Ischemia Clinical Trial
Official title:
Modifying Tolerance to Ischemic Injury in Human Atrial Tissue
This study will collect heart tissue that is routinely removed and discarded during
open-heart surgery. The Cardiology Branch of the NHLBI is conducting a variety of laboratory
experiments that require a sample of heart tissue. A segment of tissue is routinely cut out
of the right atrial appendage of the heart during open-heart surgery to allow the heart-lung
bypass machine to be attached to the heart for protection during surgery. This small tissue
sample is not re-attached after the bypass machine is removed, but usually destroyed as
medical waste.'
People between 18 and 80 years of age who are scheduled to undergo coronary artery bypass
surgery or aortic valve replacement surgery may be eligible for this study.

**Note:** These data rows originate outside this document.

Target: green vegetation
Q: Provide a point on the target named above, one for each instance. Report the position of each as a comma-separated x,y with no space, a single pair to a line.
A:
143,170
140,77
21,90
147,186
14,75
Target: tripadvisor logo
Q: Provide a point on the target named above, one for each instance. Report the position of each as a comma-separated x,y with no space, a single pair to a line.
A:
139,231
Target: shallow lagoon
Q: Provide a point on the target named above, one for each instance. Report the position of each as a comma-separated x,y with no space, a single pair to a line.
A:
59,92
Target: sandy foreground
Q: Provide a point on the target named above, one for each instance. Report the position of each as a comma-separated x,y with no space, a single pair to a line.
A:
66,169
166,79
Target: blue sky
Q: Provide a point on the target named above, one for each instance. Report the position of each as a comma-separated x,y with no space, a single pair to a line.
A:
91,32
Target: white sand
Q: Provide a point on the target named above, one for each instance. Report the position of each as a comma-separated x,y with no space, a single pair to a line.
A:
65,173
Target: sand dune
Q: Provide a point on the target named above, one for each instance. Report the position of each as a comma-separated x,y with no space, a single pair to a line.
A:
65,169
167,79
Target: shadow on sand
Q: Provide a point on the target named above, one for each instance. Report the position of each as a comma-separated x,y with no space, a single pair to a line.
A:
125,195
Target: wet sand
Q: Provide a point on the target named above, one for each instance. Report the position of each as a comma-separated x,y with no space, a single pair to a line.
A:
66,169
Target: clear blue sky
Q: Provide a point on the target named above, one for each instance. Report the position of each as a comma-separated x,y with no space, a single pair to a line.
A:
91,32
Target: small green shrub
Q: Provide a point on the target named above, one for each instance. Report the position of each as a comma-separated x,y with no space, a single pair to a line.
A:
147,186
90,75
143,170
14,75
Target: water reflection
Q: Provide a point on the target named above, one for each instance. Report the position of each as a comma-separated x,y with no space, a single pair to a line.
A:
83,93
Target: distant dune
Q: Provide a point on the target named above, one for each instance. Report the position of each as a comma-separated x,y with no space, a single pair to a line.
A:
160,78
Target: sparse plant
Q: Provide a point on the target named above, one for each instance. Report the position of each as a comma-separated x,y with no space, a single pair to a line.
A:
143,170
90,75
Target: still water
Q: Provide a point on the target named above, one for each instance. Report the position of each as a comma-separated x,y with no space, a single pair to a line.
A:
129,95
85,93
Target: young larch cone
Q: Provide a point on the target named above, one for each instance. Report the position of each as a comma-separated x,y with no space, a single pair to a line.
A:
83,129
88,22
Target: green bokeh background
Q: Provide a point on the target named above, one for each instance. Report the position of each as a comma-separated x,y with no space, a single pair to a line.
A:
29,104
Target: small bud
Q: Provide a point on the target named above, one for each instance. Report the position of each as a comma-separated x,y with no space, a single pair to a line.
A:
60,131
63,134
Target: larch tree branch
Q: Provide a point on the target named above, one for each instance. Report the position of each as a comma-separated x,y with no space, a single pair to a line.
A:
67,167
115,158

Participants donate the right atrial appendage of the heart, which would normally be
destroyed after their open-heart surgery. The tissue will be used by NHLBI investigators in
studies directed at learning how to make the heart less sensitive to damage from a heart
attack. The samples may be used, for example, to evaluate the effectiveness of known
therapies, refine treatment approaches, identify potential new therapies, or explore
opportunities for disease prevention.
Transient non-lethal ischemia followed by reperfusion activates a cell survival program
resulting in increased tolerance to subsequent ischemic injury. This biological phenomenon is
termed ischemic preconditioning and is a powerful cell survival program that is operational
in the human heart. This program is triggered by signaling intermediates activated in
response to the transient ischemia/hypoxia and reperfusion of preconditioning.
Characterization of these signaling intermediates should enable us to identify therapeutic
agents to augment tissue tolerance to ischemia.
Interestingly, nitrite, which is an endogenous reservoir for nitric oxide (NO), undergoes
bioconversion to NO via hypoxia-dependent signaling. Whether nitrite accumulation and
bioconversion are components of the ischemic preconditioning program is unknown. Recently Dr.
Gladwin and colleagues in the Vascular Medicine Branch unequivocally demonstrated that
exogenous nitrite administration is cytoprotective against ischemia-reperfusion injury in
murine liver and heart and in the canine heart. Establishing a mechanistic link between the
ischemic preconditioning program and nitrite biology would promote nitrite as an attractive
compound for future therapeutic interventions. To evaluate this link, we propose to use
cardiac right atrial appendage tissue that is routinely excised to facilitate right atrial
cannulation for heart-lung bypass. This excised tissue is then usually discarded as medical
waste.
We hypothesize that nitrite administration to atrial tissue in an ex-vivo study will
demonstrate increased tolerance to ischemic stress compared to atrial tissue not exposed to
nitrite. Furthermore, we propose that this cytoprotective effect of nitrite administration
will demonstrate equivalency to cytoprotection in response to ischemic preconditioning.
Finally, we would employ this tissue to identify nitrite mediated genomic, proteomic and
metabolomic modifications in human myocardium, thereby identifying the biological programs
orchestrating the cytoprotective properties of nitrite in the human heart.